Logo Questions Linux Laravel Mysql Ubuntu Git Menu
 

Setting hex bins in ggplot2 to same size

I'm trying to make a hexbin representation of data in several categories. The problem is, facetting these bins seems to make all of them different sizes.

set.seed(1) #Create data
bindata <- data.frame(x=rnorm(100), y=rnorm(100))
fac_probs <- dnorm(seq(-3, 3, length.out=26))
fac_probs <- fac_probs/sum(fac_probs)
bindata$factor <- sample(letters, 100, replace=TRUE, prob=fac_probs)

library(ggplot2) #Actual plotting
library(hexbin)

ggplot(bindata, aes(x=x, y=y)) +
  geom_hex() +
  facet_wrap(~factor)

enter image description here

Is it possible to set something to make all these bins physically the same size?

like image 211
sebastian-c Avatar asked Jan 24 '13 06:01

sebastian-c


1 Answers

As Julius says, the problem is that hexGrob doesn't get the information about the bin sizes, and guesses it from the differences it finds within the facet.

Obviously, it would make sense to hand dx and dy to a hexGrob -- not having the width and height of a hexagon is like specifying a circle by center without giving the radius.

Workaround:

workaround

The resolution strategy works, if the facet contains two adjacent haxagons that differ in both x and y. So, as a workaround, I'll construct manually a data.frame containing the x and y center coordinates of the cells, and the factor for facetting and the counts:

In addition to the libraries specified in the question, I'll need

library (reshape2)

and also bindata$factor actually needs to be a factor:

bindata$factor <- as.factor (bindata$factor)

Now, calculate the basic hexagon grid

h <- hexbin (bindata, xbins = 5, IDs = TRUE, 
             xbnds = range (bindata$x), 
             ybnds = range (bindata$y))

Next, we need to calculate the counts depending on bindata$factor

counts <- hexTapply (h, bindata$factor, table)
counts <- t (simplify2array (counts))
counts <- melt (counts)
colnames (counts)  <- c ("ID", "factor", "counts")

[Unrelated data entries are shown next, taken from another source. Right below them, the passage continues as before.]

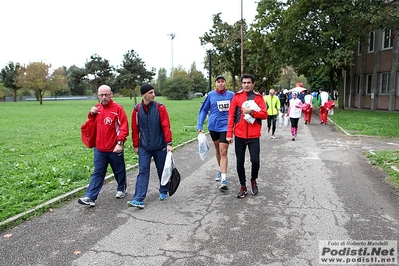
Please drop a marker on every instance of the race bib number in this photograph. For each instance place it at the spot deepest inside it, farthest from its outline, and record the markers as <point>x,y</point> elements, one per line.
<point>223,106</point>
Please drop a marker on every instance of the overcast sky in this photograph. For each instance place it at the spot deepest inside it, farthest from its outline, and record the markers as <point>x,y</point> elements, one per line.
<point>66,33</point>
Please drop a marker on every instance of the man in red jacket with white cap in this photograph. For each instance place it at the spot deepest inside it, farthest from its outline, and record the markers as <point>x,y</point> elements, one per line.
<point>111,131</point>
<point>247,110</point>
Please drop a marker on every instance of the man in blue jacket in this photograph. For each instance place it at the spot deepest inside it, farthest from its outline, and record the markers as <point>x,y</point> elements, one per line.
<point>217,104</point>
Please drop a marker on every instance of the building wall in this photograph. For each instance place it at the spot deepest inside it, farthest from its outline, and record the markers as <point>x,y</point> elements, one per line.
<point>382,64</point>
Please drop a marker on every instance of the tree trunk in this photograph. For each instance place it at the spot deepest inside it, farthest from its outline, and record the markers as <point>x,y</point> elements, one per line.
<point>340,88</point>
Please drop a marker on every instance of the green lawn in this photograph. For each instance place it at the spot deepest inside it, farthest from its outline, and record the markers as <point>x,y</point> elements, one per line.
<point>42,155</point>
<point>374,123</point>
<point>368,122</point>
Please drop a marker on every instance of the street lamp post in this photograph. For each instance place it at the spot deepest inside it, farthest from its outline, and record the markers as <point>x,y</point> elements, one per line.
<point>210,69</point>
<point>172,36</point>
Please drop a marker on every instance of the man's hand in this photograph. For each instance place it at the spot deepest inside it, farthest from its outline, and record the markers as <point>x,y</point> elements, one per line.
<point>246,110</point>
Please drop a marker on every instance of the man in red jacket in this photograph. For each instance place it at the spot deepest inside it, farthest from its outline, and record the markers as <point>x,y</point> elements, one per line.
<point>111,133</point>
<point>247,110</point>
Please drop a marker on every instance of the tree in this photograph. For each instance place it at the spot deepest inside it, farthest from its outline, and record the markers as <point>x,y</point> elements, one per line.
<point>199,81</point>
<point>161,79</point>
<point>262,61</point>
<point>77,83</point>
<point>133,73</point>
<point>318,36</point>
<point>8,76</point>
<point>98,72</point>
<point>226,41</point>
<point>58,81</point>
<point>178,87</point>
<point>34,76</point>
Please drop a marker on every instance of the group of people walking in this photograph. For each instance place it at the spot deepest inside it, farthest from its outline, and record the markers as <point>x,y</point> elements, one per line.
<point>151,137</point>
<point>232,118</point>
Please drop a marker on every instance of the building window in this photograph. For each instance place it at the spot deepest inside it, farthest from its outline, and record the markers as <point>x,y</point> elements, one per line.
<point>368,85</point>
<point>371,41</point>
<point>387,40</point>
<point>384,83</point>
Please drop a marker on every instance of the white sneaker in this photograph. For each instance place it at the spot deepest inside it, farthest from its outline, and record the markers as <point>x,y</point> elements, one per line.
<point>219,176</point>
<point>120,195</point>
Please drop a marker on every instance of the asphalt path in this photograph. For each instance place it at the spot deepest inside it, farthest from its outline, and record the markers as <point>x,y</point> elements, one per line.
<point>319,187</point>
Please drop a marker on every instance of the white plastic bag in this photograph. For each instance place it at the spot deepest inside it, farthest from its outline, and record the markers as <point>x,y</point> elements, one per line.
<point>167,169</point>
<point>286,121</point>
<point>203,146</point>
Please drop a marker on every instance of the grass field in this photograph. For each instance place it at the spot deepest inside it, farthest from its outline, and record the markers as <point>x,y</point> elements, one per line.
<point>42,155</point>
<point>374,123</point>
<point>368,122</point>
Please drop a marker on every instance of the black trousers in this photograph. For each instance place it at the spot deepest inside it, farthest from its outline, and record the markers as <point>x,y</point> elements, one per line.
<point>254,153</point>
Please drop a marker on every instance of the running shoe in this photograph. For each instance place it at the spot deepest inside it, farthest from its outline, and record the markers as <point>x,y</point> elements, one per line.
<point>219,176</point>
<point>223,185</point>
<point>136,203</point>
<point>254,187</point>
<point>87,201</point>
<point>163,196</point>
<point>120,195</point>
<point>243,192</point>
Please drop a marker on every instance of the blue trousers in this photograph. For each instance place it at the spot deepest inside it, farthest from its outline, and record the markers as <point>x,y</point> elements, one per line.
<point>143,177</point>
<point>101,161</point>
<point>254,153</point>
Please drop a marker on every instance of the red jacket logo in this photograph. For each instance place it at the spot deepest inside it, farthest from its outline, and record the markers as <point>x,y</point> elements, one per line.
<point>108,121</point>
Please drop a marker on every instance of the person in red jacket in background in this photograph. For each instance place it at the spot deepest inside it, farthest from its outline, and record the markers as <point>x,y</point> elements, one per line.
<point>247,110</point>
<point>112,130</point>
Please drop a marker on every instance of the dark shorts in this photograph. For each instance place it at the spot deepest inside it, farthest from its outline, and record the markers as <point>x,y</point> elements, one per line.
<point>220,136</point>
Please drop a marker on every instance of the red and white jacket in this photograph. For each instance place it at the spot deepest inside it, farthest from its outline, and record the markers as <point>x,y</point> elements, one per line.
<point>237,125</point>
<point>112,126</point>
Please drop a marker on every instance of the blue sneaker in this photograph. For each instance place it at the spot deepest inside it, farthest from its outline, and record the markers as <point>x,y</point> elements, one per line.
<point>223,185</point>
<point>219,176</point>
<point>163,196</point>
<point>136,203</point>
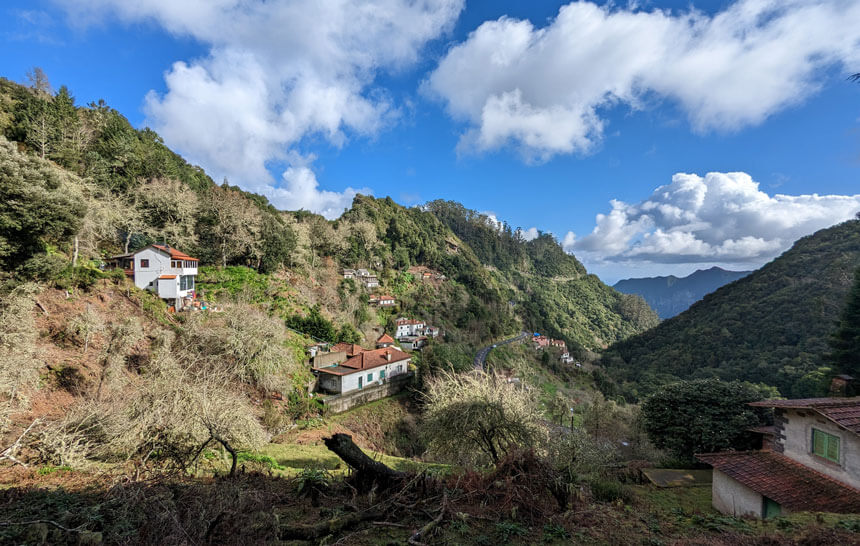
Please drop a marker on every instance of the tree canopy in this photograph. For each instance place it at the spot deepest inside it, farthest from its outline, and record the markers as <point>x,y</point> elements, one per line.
<point>702,416</point>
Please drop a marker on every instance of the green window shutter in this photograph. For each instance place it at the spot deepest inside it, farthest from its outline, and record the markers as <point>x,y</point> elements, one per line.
<point>818,442</point>
<point>825,445</point>
<point>833,448</point>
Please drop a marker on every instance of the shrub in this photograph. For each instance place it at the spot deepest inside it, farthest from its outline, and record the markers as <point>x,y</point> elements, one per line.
<point>603,490</point>
<point>478,418</point>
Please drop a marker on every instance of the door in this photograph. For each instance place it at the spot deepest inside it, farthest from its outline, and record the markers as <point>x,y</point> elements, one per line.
<point>772,508</point>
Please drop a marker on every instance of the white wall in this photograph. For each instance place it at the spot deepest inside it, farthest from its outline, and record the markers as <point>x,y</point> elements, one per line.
<point>350,382</point>
<point>731,497</point>
<point>159,264</point>
<point>409,329</point>
<point>168,288</point>
<point>797,430</point>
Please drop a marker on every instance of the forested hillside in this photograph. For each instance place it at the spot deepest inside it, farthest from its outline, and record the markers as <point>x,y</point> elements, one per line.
<point>552,292</point>
<point>86,185</point>
<point>671,295</point>
<point>772,326</point>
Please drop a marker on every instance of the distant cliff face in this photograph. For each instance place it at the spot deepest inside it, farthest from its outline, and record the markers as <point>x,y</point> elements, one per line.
<point>672,295</point>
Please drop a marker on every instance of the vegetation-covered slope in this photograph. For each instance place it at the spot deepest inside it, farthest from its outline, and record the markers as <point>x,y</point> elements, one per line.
<point>671,295</point>
<point>772,326</point>
<point>550,290</point>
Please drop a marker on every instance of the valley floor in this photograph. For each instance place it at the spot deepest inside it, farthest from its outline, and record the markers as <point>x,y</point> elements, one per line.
<point>49,505</point>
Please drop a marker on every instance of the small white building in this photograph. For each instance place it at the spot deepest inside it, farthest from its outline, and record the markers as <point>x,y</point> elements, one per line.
<point>811,464</point>
<point>363,370</point>
<point>409,327</point>
<point>161,269</point>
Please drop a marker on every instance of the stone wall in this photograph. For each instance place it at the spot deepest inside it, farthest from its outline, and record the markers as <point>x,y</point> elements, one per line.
<point>342,402</point>
<point>734,498</point>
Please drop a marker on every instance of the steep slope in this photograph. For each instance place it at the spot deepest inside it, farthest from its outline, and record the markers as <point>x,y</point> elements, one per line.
<point>772,326</point>
<point>672,295</point>
<point>550,290</point>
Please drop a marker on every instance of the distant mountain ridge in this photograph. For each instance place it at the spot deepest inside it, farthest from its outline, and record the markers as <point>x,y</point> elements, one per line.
<point>772,326</point>
<point>671,295</point>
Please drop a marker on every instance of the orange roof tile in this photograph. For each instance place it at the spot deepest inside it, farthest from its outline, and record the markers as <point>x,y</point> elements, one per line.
<point>175,254</point>
<point>845,412</point>
<point>374,359</point>
<point>794,486</point>
<point>350,349</point>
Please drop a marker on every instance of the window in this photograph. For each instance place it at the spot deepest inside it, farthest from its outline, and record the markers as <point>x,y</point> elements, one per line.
<point>825,445</point>
<point>186,282</point>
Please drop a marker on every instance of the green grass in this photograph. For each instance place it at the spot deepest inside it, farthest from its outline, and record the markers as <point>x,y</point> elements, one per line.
<point>291,459</point>
<point>669,500</point>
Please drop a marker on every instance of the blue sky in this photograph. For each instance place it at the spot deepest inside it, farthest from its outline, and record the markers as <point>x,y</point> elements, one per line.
<point>540,113</point>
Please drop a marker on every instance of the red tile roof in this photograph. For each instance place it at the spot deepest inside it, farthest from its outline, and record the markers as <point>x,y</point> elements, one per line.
<point>401,322</point>
<point>368,360</point>
<point>771,430</point>
<point>845,412</point>
<point>373,359</point>
<point>350,349</point>
<point>175,254</point>
<point>794,486</point>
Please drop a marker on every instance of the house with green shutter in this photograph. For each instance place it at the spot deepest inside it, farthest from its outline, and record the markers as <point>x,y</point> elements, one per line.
<point>809,461</point>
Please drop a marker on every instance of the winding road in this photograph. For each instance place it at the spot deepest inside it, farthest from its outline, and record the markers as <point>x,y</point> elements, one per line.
<point>481,356</point>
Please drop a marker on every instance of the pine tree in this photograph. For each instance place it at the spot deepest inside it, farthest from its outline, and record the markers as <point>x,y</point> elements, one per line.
<point>845,342</point>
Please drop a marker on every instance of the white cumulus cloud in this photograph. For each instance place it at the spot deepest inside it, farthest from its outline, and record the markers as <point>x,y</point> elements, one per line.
<point>276,73</point>
<point>719,218</point>
<point>530,234</point>
<point>541,90</point>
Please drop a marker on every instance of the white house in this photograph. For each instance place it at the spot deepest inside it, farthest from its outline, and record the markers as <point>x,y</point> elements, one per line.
<point>363,370</point>
<point>409,327</point>
<point>164,270</point>
<point>812,462</point>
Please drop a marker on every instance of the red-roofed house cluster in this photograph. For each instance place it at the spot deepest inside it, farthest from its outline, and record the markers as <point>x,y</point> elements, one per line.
<point>543,342</point>
<point>349,367</point>
<point>412,333</point>
<point>810,461</point>
<point>163,270</point>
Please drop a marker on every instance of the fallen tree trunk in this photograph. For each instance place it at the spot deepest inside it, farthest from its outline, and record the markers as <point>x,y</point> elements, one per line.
<point>328,527</point>
<point>367,471</point>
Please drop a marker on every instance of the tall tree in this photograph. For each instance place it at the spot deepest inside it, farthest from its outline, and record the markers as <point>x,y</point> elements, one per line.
<point>845,343</point>
<point>38,80</point>
<point>702,416</point>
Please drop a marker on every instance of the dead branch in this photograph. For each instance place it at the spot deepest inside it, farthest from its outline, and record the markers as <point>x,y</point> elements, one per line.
<point>41,521</point>
<point>421,533</point>
<point>42,307</point>
<point>367,470</point>
<point>9,452</point>
<point>325,528</point>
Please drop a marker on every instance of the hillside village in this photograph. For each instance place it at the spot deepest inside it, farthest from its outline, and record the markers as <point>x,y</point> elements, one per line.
<point>201,367</point>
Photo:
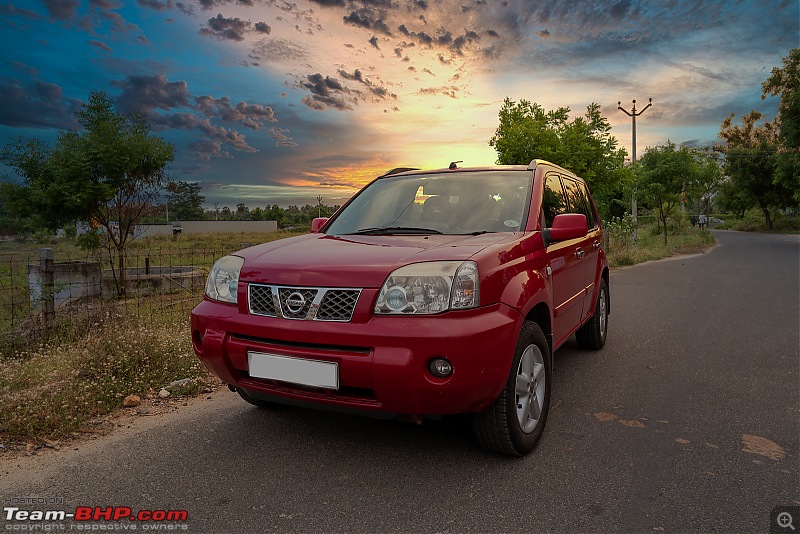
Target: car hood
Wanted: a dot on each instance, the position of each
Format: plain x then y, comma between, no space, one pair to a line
353,261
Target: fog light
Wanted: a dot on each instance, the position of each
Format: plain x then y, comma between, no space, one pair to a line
440,367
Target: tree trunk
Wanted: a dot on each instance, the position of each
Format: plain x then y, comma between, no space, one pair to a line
767,219
122,289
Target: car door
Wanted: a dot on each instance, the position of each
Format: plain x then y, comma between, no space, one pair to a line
567,268
589,247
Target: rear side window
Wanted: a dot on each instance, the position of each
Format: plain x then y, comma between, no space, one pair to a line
554,202
578,200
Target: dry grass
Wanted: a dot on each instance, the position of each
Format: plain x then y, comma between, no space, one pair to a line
650,246
53,391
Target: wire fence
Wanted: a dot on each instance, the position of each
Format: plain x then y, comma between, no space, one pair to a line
57,294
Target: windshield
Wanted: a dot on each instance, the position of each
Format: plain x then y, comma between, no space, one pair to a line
447,203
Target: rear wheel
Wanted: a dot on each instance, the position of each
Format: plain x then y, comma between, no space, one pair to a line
592,335
515,422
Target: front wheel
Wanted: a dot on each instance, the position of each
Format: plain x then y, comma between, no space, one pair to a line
592,335
515,422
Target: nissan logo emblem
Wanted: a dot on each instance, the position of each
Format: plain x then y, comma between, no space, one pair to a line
295,302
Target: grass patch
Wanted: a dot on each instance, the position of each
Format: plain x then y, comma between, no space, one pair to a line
650,245
53,391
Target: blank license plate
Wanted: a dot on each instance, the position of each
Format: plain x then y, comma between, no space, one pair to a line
295,370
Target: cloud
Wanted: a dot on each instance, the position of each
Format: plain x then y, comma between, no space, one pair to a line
170,105
37,105
326,92
232,29
370,19
377,90
61,9
99,44
158,5
281,139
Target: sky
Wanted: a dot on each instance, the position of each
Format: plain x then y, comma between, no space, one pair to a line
281,102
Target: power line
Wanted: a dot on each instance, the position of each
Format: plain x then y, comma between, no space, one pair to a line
633,114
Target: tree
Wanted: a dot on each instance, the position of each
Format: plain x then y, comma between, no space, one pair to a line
110,173
664,173
750,162
185,200
785,83
585,146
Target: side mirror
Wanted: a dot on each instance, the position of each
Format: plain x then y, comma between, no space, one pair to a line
318,223
565,227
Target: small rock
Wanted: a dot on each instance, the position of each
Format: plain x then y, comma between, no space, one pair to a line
131,400
178,384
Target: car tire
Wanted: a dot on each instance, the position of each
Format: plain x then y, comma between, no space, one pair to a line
592,335
267,405
515,422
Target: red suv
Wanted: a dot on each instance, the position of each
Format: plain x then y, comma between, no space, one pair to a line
428,293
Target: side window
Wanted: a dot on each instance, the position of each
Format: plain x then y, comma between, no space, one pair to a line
588,198
577,200
553,201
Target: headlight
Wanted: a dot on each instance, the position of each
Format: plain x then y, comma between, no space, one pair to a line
223,279
432,287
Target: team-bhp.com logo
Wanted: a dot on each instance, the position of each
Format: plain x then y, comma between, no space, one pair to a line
147,519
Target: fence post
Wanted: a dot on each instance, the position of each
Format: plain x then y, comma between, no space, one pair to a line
47,268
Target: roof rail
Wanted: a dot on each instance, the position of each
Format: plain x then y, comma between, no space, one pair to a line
397,170
534,163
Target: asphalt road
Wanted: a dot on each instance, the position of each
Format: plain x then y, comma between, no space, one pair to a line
688,420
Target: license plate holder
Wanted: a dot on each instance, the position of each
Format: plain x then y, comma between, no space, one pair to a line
301,371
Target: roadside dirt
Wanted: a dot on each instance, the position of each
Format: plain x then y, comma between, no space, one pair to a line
118,424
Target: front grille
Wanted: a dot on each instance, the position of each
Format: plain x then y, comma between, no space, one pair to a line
338,305
261,301
302,303
295,302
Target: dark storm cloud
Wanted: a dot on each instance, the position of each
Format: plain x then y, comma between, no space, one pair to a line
158,5
37,105
279,49
329,3
378,91
369,19
99,44
232,29
326,92
170,105
61,9
144,94
11,9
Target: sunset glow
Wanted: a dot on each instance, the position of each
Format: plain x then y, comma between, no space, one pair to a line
270,101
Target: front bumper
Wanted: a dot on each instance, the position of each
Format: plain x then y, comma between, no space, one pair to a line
383,361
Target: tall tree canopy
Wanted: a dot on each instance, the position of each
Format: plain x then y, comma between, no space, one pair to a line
785,83
584,145
750,152
109,173
665,173
185,201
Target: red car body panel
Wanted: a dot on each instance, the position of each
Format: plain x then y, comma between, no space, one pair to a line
383,359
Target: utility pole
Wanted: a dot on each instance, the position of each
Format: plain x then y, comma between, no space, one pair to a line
633,114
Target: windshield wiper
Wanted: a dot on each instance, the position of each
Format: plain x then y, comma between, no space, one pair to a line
481,232
389,230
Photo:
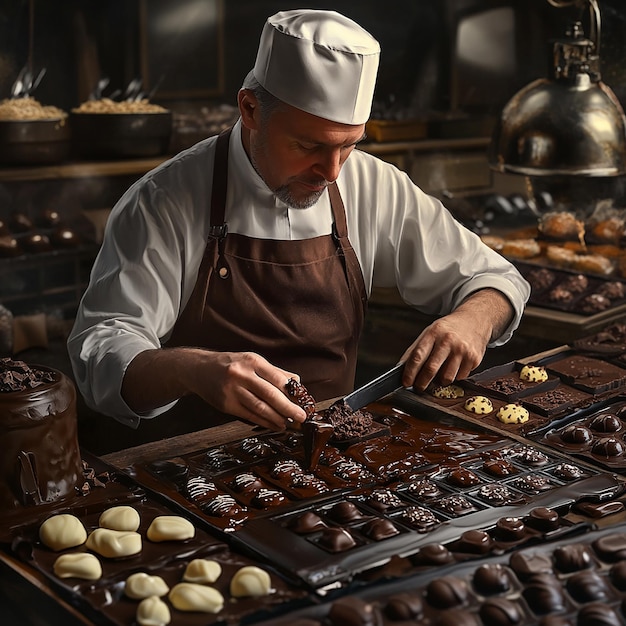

As we have the cell IDs, we can merge this data.frame with the proper coordinates:

hexdf <- data.frame (hcell2xy (h),  ID = h@cell)
hexdf <- merge (counts, hexdf)

Here's what the data.frame looks like:

> head (hexdf)
  ID factor counts          x         y
1  3      e      0 -0.3681728 -1.914359
2  3      s      0 -0.3681728 -1.914359
3  3      y      0 -0.3681728 -1.914359
4  3      r      0 -0.3681728 -1.914359
5  3      p      0 -0.3681728 -1.914359
6  3      o      0 -0.3681728 -1.914359

ggplotting (use the command below) this yields the correct bin sizes, but the figure has a bit weird appearance: 0 count hexagons are drawn, but only where some other facet has this bin populated. To suppres the drawing, we can set the counts there to NA and make the na.value completely transparent (it defaults to grey50):

hexdf$counts [hexdf$counts == 0] <- NA

ggplot(hexdf, aes(x=x, y=y, fill = counts)) +
  geom_hex(stat="identity") +
  facet_wrap(~factor) +
  coord_equal () +
  scale_fill_continuous (low = "grey80", high = "#000040", na.value = "#00000000")

yields the figure at the top of the post.

This strategy works as long as the binwidths are correct without facetting. If the binwidths are set very small, the resolution may still yield too large dx and dy. In that case, we can supply hexGrob with two adjacent bins (but differing in both x and y) with NA counts for each facet.

dummy <- hgridcent (xbins = 5, 
                    xbnds = range (bindata$x),  
                    ybnds = range (bindata$y),  
                    shape = 1)

dummy <- data.frame (ID = 0,
                     factor = rep (levels (bindata$factor), each = 2),
                     counts = NA,
                     x = rep (dummy$x [1] + c (0, dummy$dx/2), 
                              nlevels (bindata$factor)),
                     y = rep (dummy$y [1] + c (0, dummy$dy  ), 
                              nlevels (bindata$factor)))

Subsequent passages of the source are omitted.